Ob Corelli mit ihr in Kontakt stand, ist nicht bekannt. Die Motivation für derlei Widmungen lag ohnehin weniger in der grenzenlosen Bewunderung der Potentatin, sondern in der Hoffnung auf finanzielle Zuwendungen und/oder prestigeträchtige Titel wie dem eines »Hofcompositeurs«.
In jedem Fall trugen die Sonaten einiges zum europäischen Kultur-Ruhm der Sophie Charlotte bei, denn die Sammlung wurde nichts weniger als ein Welterfolg. 100 Jahre nach der Erstveröffentlichung gab es mindestens 40 verschiedene Druck-Ausgaben und mehr als 20 Bearbeitungen.
Der belgische Barockgeigenpionier Sigiswald Kuijken hat mit dieser und vielen anderen Aufnahmen als einer der ersten wirklich überzeugend gezeigt, wie weit die reguläre oder auch »moderne« Art, Violine zu spielen von der barocken Idee entfernt ist. Seine nach historischen Quellen rekonstruierte Technik, bei der die Geige nicht zwischen Schultern und Hals eingeklemmt, sondern einfach auf das Schlüsselbein aufgelegt wird, bringt einen völlig anderen Klang und erfordert eine ganz andere Bogenführung.

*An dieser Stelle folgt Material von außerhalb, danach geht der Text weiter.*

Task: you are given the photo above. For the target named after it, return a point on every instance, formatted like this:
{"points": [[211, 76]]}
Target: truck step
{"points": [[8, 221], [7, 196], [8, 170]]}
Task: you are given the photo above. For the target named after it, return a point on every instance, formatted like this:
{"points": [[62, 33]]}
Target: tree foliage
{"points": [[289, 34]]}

Die Virtuosität der Geiger des 18. Jahrhunderts bestand nicht nur aus einem möglichst schnellen Spiel. Auch ein möglichst langsamer und »sparsamer« Bogenstrich, bei intensiver Klangerzeugung, konnte zur Ohnmacht von entzückten Zuhörerinnen führen, denen vor Spannung der Atem stockte. Zeitgenössische Violinschulen empfehlen die intensive tägliche Übung des langsamen Bogenstrichs – auf leeren Saiten. Mindestens ebenso wichtig wie die technische Perfektion aber war auch die Improvisationsfreudigkeit des Interpreten: Die Komponisten lieferten quasi nur den Rohstoff, den die Geiger wie im Falle dieser Sonaten möglichst fantasie-, aber auch geschmackvoll, auszufüllen hatten. Der Erstdruck zeigt zwei Varianten der ersten sechs Sonaten: Die »Rohversion« der Komposition und eine Variante mit ausgedehnten, hochvirtuosen Verzierungen. Sigiswald Kuijken stellt in seiner Aufnahme sowohl einige Versionen mit den notierten Ausschmückungen als auch mit eigenen Verzierungen vor.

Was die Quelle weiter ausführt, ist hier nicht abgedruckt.